Un autre point qui divisera avec ce tome, c'est la partie graphique, assurée par Greg Land. Il a un style très particulier, et honnêtement on est très loin des sommets graphiques atteints par d'autres séries lors du relaunch Marvel Now (allez voir Ribic sur Thor, Opena sur Avengers ou Immonen sur All-New X-Men, c'est quand même autre chose), mais je trouve que son style plein de grands sourires publicitaires et d'espèce de femmes-mannequins aux poses figées convient bien pour le monde superficiel des riches industriels. Ça me fait rire de voir la tête d'idiot que se paye Tony Stark. Ça n'aide pas à l'empathie, c'est sûr, mais ça colle à son caractère. Notons quand même que Land s'applique pas trop mal sur le dessin des armures et que le coloriste Guru e-FX fait étonnamment une prestation presque potable, notamment sur ce très beau ciel crépusculaire à la deuxième page du premier chapitre. Ça doit bien être la seule fois que j'ai vu quelque chose de bien colorisé de la part de ce type. Mais c'est pareil, son style clinquant et flashy colle bien aux dessins de Land et à l'univers de la série.
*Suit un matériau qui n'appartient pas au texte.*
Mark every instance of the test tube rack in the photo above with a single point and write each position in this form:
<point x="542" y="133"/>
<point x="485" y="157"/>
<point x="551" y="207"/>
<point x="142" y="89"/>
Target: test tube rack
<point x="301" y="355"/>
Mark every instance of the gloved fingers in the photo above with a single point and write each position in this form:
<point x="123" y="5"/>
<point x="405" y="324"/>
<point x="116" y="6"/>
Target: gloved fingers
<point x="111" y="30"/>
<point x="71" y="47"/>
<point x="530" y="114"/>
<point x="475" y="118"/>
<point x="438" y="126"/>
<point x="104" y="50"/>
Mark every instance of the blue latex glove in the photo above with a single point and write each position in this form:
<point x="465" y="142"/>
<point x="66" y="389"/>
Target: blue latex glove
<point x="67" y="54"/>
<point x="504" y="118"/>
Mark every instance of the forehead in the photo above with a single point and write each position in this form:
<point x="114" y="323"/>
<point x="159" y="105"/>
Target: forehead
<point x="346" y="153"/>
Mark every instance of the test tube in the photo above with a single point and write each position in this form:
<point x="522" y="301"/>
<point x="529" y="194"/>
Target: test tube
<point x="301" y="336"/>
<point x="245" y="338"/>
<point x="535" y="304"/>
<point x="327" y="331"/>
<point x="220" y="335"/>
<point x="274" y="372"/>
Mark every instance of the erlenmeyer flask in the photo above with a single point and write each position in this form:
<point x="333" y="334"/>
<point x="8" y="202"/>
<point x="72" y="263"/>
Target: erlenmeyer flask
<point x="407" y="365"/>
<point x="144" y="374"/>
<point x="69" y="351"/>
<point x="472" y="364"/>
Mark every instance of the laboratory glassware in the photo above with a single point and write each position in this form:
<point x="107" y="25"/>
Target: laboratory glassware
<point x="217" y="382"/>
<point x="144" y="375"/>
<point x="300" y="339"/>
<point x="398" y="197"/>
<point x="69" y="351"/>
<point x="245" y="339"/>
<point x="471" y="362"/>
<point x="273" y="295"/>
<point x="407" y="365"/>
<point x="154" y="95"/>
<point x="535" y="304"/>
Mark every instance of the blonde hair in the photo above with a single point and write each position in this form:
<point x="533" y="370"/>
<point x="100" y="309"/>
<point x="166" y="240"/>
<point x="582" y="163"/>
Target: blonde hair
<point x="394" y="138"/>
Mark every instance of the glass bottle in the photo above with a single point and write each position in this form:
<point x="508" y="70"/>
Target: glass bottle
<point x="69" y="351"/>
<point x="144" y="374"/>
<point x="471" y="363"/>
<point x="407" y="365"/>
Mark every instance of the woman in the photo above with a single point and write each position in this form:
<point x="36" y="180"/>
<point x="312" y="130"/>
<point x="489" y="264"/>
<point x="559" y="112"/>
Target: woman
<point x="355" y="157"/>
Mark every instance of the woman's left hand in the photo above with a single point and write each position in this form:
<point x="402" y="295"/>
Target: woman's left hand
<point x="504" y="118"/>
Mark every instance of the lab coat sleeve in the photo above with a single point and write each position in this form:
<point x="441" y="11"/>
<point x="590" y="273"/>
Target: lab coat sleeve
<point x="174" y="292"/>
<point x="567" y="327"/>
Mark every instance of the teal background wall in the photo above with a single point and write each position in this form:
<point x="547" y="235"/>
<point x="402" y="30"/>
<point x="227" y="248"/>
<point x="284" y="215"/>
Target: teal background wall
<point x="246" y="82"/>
Pour conclure, si ce tome n'est pas aussi catastrophique que ce à quoi je m'attendais, on est quand même loin d'une vraie bonne histoire, et surtout ce n'est pas vraiment le tome que je conseillerais pour découvrir le héros. Allez plutôt lire Extremis ou à la limite le premier arc de Bendis si vous voulez quelque chose de proche des films, et sinon allez essayer le run de Busiek.